7.-  In   conclusione,  l’apposizione  del  termine   per   "ragioni sostitutive"   e’   legittima  se  l’enunciazione  dell’esigenza   di sostituire  lavoratori assenti - da sola insufficiente  ad  assolvere l’onere  di  specificazione delle ragioni stesse - risulti integrata dall’indicazione di elementi ulteriori che consentano di  determinare il  numero  dei lavoratori da sostituire, ancorché non  identificati nominativamente,  ferma  restando in  ogni  caso  la  verifica  circa l’effettività’ del presupposto di legittimità prospettato.

In particolare, si legge poi che, nel valutare la congruità del motivo addotto nel contratto, tali “elementi ulteriori” vanno  considerati  i  parametri  dell’ambito  territoriale  di riferimento,  del luogo della prestazione lavorativa, delle  mansioni del lavoratore (o dei lavoratori) da sostituire e (ove necessario  in relazione  alla  situazione aziendale descritta)  del  diritto  del lavoratore sostituito alla conservazione del posto.

Si tratta di una posizione diversa da quella assunta nelle “sentenze gemelle”, dove risultava sufficiente indicare solo l’ambito territoriale e le mansioni del lavoratore, mentre qui, appunto, si richiede anche il riferimento alla situazione aziendale ed al motivo dell’assenza del lavoratore da sostituire.

Elementi in più, quindi, che rendono più specifica l’indicazione del motivo e che, come è noto, erano ardui da individuare nei contratti per ragioni sostitutive stipulati da Poste negli anni 2003 – 2005.

Pare dunque evolversi in modo positivo la vicenda di tali contratti, tanto più che il Tribunale di Trani, con una inaspettata quanto opportuna ordinanza del 21.2.2011 ( leggi / scarica ), ha nuovamente rimesso una causa alla Corte costituzionale, denunciando che i principi stabiliti dalla sentenza 241/2009 venivano disattesi dalla Corte di Cassazione e chiede quindi una nuova pronuncia, questa volta di illegittimità costituzionale, che risulti vincolante per tutti i giudici.

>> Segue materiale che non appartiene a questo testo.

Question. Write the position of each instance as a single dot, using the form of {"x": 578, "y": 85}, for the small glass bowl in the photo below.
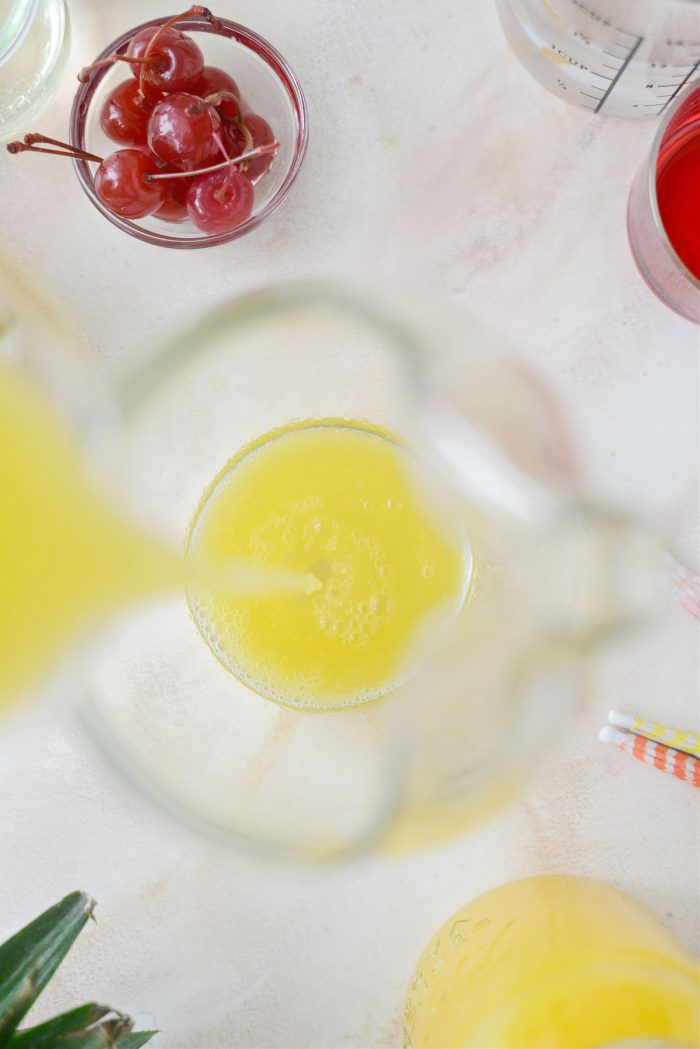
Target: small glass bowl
{"x": 269, "y": 87}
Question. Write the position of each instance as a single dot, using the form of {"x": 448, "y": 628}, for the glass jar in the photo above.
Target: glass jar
{"x": 491, "y": 462}
{"x": 617, "y": 58}
{"x": 34, "y": 49}
{"x": 657, "y": 260}
{"x": 553, "y": 961}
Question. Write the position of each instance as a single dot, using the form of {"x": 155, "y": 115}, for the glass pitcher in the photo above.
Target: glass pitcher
{"x": 550, "y": 576}
{"x": 617, "y": 58}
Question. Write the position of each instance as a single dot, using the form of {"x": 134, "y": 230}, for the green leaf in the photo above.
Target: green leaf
{"x": 46, "y": 1035}
{"x": 96, "y": 1039}
{"x": 29, "y": 959}
{"x": 135, "y": 1040}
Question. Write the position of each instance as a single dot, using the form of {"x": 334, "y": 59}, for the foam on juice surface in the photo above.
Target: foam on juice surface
{"x": 340, "y": 501}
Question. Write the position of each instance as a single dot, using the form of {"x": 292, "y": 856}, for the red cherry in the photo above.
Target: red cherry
{"x": 262, "y": 135}
{"x": 174, "y": 63}
{"x": 181, "y": 131}
{"x": 235, "y": 140}
{"x": 173, "y": 208}
{"x": 220, "y": 200}
{"x": 121, "y": 186}
{"x": 125, "y": 114}
{"x": 212, "y": 80}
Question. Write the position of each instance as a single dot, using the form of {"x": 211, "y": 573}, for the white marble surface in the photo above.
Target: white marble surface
{"x": 433, "y": 158}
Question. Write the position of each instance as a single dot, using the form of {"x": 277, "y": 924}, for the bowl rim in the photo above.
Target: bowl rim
{"x": 279, "y": 67}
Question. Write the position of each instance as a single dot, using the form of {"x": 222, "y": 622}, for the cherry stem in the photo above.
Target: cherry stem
{"x": 196, "y": 11}
{"x": 219, "y": 193}
{"x": 29, "y": 145}
{"x": 84, "y": 75}
{"x": 219, "y": 97}
{"x": 258, "y": 151}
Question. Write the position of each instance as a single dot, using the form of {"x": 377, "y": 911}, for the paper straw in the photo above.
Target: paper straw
{"x": 664, "y": 758}
{"x": 681, "y": 739}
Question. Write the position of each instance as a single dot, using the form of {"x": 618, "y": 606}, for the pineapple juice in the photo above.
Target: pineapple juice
{"x": 336, "y": 572}
{"x": 339, "y": 500}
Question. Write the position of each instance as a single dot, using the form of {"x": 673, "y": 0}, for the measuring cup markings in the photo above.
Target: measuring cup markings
{"x": 596, "y": 63}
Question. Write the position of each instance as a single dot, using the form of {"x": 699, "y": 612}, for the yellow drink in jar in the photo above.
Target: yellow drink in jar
{"x": 556, "y": 962}
{"x": 333, "y": 572}
{"x": 339, "y": 500}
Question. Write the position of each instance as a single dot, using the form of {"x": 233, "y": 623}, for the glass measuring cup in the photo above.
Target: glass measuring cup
{"x": 34, "y": 49}
{"x": 551, "y": 577}
{"x": 657, "y": 259}
{"x": 618, "y": 58}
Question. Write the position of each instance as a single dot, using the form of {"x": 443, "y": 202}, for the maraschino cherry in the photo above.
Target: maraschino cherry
{"x": 192, "y": 149}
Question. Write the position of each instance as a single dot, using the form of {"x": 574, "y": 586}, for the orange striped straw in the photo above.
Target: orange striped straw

Pare quindi opportuno seguire con attenzione i prossimi sviluppi che sembrano volgere a novità sull’andamento dei tanti giudizi ancora in corso.

Roma, 14 marzo 2011

Sergio Galleano


 

[2] La corte costituzionale, ancora con ordinanza 65 del 22.2.2010, successiva quindi alle citate “sentenze gemelle” ribadiva l’obbligo dell’indicazione del lavoratore sostituito, mentre la Corte di giustizia, come riportato su questo sito, avvertiva che, ove si ritenesse abrogata la previsione di indicazione del nominativo, occorreva che il giudice nazionale verificasse se tale peggioramento era stato compensato da altre misure di tutela, misure pacificamente inesistenti nel nostro ordinamento.